Ich saß auf der Straße und hatte wie viele um mich herum die Hände hoch, noch deutlicher kann man friedliches Verhalten nicht ausdrücken. Nach dem 1.12. sind in der Berliner und überregionalen Presse über diese Phase genug Photos erschienen, die dies belegen. Neben mir wurden Leute gegriffen und weggetragen. (Die Frankfurter allgemeine Zeitung, die immer auf ihre Seriosität bedacht ist, schrieb hierzu: ‘Auch einige Juden mit Kippa hakten sich unter und stellten sich dem Wasserwerfer entgegen; sie mussten von der Polizei zur Seite gebeten werden’ FAZ, 2.12.01).Gebeten wurde niemand! Gebetet haben wir allerdings!

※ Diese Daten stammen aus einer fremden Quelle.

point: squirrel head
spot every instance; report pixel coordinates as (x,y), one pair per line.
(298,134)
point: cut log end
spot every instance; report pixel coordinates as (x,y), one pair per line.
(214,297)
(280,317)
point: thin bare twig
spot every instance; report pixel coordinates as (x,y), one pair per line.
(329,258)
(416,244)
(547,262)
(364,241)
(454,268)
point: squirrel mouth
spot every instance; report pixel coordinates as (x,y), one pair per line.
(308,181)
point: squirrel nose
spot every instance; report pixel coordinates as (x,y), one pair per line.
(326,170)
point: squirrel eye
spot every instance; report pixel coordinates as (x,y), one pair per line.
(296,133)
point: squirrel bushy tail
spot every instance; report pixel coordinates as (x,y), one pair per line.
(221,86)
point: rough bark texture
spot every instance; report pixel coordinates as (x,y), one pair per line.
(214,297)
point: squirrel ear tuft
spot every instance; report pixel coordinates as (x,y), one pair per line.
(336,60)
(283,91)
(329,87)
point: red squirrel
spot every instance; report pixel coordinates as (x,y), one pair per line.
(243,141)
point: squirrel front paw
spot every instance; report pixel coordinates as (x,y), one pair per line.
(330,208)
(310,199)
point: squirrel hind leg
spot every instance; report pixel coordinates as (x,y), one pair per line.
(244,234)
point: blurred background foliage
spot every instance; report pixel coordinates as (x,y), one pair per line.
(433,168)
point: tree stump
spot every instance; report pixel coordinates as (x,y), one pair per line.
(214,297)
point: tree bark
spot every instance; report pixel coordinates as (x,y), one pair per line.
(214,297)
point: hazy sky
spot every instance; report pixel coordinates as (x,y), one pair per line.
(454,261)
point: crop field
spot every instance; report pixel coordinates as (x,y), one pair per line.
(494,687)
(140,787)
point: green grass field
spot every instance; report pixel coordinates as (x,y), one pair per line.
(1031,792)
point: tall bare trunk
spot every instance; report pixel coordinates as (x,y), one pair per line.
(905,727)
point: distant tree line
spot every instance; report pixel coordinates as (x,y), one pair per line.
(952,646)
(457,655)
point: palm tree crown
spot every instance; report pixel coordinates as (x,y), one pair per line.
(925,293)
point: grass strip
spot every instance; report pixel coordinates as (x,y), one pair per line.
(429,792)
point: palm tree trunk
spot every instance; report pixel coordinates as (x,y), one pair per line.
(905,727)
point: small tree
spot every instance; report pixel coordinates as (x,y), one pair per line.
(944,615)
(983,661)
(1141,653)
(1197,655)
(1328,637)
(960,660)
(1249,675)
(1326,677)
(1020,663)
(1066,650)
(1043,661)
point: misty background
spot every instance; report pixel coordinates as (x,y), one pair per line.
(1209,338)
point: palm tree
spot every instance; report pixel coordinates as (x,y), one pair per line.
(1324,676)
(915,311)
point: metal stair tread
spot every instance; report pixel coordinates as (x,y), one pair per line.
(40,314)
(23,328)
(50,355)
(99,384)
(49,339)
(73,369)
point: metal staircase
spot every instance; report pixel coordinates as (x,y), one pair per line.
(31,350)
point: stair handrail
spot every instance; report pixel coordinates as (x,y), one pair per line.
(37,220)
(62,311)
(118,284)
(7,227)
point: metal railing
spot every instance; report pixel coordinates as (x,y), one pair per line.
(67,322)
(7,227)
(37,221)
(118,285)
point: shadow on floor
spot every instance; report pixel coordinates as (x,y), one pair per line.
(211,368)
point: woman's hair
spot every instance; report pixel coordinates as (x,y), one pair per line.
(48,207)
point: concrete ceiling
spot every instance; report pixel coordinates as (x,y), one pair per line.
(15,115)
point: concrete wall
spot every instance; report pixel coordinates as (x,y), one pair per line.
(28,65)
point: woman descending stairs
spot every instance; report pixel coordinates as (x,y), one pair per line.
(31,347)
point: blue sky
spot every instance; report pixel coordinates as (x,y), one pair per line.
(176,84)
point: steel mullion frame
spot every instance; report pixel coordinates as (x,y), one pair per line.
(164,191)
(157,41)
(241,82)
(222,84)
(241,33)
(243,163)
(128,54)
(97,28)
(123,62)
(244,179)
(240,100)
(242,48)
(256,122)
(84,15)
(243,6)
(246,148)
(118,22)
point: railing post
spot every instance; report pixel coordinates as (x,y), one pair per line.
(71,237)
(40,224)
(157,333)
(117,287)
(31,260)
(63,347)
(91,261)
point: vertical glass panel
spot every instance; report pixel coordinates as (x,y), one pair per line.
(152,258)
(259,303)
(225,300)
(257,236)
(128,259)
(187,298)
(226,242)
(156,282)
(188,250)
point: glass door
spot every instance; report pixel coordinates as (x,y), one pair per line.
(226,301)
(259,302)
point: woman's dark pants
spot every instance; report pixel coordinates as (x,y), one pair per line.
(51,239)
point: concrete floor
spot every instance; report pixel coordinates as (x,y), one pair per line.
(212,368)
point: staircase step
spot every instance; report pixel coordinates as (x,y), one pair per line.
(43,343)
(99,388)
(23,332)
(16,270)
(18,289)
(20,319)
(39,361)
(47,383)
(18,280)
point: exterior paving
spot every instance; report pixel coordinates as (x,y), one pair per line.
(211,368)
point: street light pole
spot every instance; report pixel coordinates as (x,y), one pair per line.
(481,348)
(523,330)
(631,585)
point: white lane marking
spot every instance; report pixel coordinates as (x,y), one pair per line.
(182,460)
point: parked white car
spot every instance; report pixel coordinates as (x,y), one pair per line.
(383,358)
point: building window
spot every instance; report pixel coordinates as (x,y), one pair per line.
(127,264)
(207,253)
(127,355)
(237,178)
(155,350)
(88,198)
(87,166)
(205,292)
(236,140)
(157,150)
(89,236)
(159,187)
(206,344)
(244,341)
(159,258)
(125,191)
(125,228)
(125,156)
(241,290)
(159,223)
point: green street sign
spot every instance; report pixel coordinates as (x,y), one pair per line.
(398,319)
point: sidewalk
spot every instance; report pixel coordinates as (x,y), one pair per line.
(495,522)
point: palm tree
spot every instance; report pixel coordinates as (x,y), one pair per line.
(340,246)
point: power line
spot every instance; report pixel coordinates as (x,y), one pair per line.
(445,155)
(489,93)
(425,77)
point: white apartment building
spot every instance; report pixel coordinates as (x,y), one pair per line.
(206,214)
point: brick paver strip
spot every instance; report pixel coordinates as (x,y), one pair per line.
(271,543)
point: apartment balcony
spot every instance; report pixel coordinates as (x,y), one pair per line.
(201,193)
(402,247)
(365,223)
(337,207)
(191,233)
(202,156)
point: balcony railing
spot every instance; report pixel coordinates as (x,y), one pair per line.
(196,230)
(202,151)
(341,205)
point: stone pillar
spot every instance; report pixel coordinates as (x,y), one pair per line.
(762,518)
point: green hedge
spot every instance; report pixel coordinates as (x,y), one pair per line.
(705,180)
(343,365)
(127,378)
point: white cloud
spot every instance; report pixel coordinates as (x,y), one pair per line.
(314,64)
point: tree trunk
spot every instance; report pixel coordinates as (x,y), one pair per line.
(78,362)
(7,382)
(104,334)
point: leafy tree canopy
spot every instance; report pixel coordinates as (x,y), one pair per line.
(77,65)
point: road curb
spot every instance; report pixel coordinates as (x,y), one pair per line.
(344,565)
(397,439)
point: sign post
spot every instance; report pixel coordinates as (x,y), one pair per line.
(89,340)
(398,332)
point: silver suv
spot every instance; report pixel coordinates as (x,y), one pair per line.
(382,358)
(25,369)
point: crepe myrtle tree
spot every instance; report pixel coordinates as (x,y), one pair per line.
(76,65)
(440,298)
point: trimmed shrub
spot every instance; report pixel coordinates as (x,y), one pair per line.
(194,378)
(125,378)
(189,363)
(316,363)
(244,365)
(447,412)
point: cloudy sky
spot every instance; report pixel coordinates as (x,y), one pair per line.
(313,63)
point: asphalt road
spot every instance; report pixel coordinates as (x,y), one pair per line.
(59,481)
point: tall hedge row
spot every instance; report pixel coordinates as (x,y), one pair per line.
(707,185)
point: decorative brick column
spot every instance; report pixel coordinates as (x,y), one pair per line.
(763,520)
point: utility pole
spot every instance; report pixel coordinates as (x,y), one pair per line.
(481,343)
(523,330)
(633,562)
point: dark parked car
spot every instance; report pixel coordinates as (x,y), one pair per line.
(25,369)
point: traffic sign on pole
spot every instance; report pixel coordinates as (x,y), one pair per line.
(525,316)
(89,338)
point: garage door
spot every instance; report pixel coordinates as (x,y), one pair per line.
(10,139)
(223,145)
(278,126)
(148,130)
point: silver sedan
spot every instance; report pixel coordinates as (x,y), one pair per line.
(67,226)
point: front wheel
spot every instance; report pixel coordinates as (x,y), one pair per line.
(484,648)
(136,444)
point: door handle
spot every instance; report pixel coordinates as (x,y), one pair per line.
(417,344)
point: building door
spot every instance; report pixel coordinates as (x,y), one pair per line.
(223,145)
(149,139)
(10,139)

(Was in diesen Minuten geschah, wie jüdische Menschen diese Phase erlebten und durchlitten hat der Journalist Christian Bommarius, der vor Ort war, am Montag dem 3.12. auf S.3 der ‘Berliner Zeitung’ wahrheitsgetreu beschrieben. Der Artikel ‘Sabbat in Berlin’ ist zu lang, um ihn abzudrucken, aber er ist sehr wichtig. Er kann von www.berlinonline.de aus dem Archiv der Zeitung geladen werden. )

Unbeirrt räumte die Polizei mit den bei Antifa-Demonstrationen üblichen Mitteln die Straße. Der Räumpanzer fuhr durch die Menge, der Wasserwerfer schoss in die Menge, Polizeiketten jagten Demonstranten und Passanten. Als ich dachte, dass ich jetzt an die Reihe käme, war Schluss. Offensichtlich hatte ein Polizei-Verantwortlicher gemerkt, dass man gerade dabei war das Rabbinat anzugreifen. Immerhin saßen 11 von 21 Repräsentanten der jüd. Gemeinde und mehrere Rabbiner auf der Straße. Nur dadurch wurde unserer Gruppe der Einsatz von Schlagstöcken ‘erspart’. Statt dessen fanden wir uns, vom Wasserwerfer nass gespritzt, lediglich in einem Polizeikessel wieder.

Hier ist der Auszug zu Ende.